Better Questions Sooner: Raynelle Mensah on Disciplined AI for Drug Development

Raynelle Mensah says AI works in pharma when it's part of day-to-day decisions, not a side project. Evidence, governance, and earlier clarity beat hype every time.

Categorized in: AI News Science and Research
Published on: Jan 21, 2026
Better Questions Sooner: Raynelle Mensah on Disciplined AI for Drug Development

Raynelle Mensah on AI in Pharma R&D: Integration Over Hype

Raynelle Mensah, COO - Life Sciences at Genesis Technology Management Group, brings a clear view to AI in pharmaceutical research. Her stance is simple: AI delivers value when it's integrated into existing work, guided by people who understand both scientists and regulators.

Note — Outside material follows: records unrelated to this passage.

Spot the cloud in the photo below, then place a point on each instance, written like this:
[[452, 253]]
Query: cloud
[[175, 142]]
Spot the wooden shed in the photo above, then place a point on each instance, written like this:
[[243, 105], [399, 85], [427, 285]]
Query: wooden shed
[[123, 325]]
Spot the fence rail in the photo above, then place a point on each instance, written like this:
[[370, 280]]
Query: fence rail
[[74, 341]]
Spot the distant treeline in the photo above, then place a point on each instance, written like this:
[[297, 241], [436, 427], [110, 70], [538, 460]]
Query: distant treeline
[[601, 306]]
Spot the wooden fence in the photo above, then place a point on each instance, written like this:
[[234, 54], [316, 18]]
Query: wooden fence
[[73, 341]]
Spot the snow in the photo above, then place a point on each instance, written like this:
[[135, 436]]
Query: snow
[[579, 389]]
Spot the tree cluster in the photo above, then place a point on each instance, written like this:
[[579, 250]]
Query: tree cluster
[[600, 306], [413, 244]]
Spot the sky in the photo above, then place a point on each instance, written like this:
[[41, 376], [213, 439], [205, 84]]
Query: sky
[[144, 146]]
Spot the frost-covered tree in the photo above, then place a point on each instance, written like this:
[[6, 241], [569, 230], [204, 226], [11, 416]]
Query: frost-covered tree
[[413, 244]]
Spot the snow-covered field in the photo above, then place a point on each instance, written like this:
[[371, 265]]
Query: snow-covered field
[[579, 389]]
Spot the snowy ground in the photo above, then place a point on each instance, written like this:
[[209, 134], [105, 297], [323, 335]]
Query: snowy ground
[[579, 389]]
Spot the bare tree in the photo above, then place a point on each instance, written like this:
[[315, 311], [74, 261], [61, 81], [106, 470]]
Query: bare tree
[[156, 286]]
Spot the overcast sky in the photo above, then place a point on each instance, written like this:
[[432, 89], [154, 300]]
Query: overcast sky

AI is not a side project. It becomes useful when it's part of a connected system, embedded in decisions teams make every day.

Grounded by Experience

Mensah's career spans clinical research strategy, program leadership, and enterprise operations. She has led cross-functional initiatives and built methods that connect day-to-day execution with long-range goals.

She keeps her work close to the bench and the review room. "My motivation for entering life sciences was never just about improving processes," she says. "Early on, I was exposed to the ethical side of medicine and regulation, and it showed me how much this field depends on protecting patients and upholding scientific integrity. That's what pulled me in and what keeps me committed to the work."

How Change Takes Hold in Pharma

This industry runs on rigor, precedent, and trust in proven methods. New tools earn their place by showing evidence and repeatable value.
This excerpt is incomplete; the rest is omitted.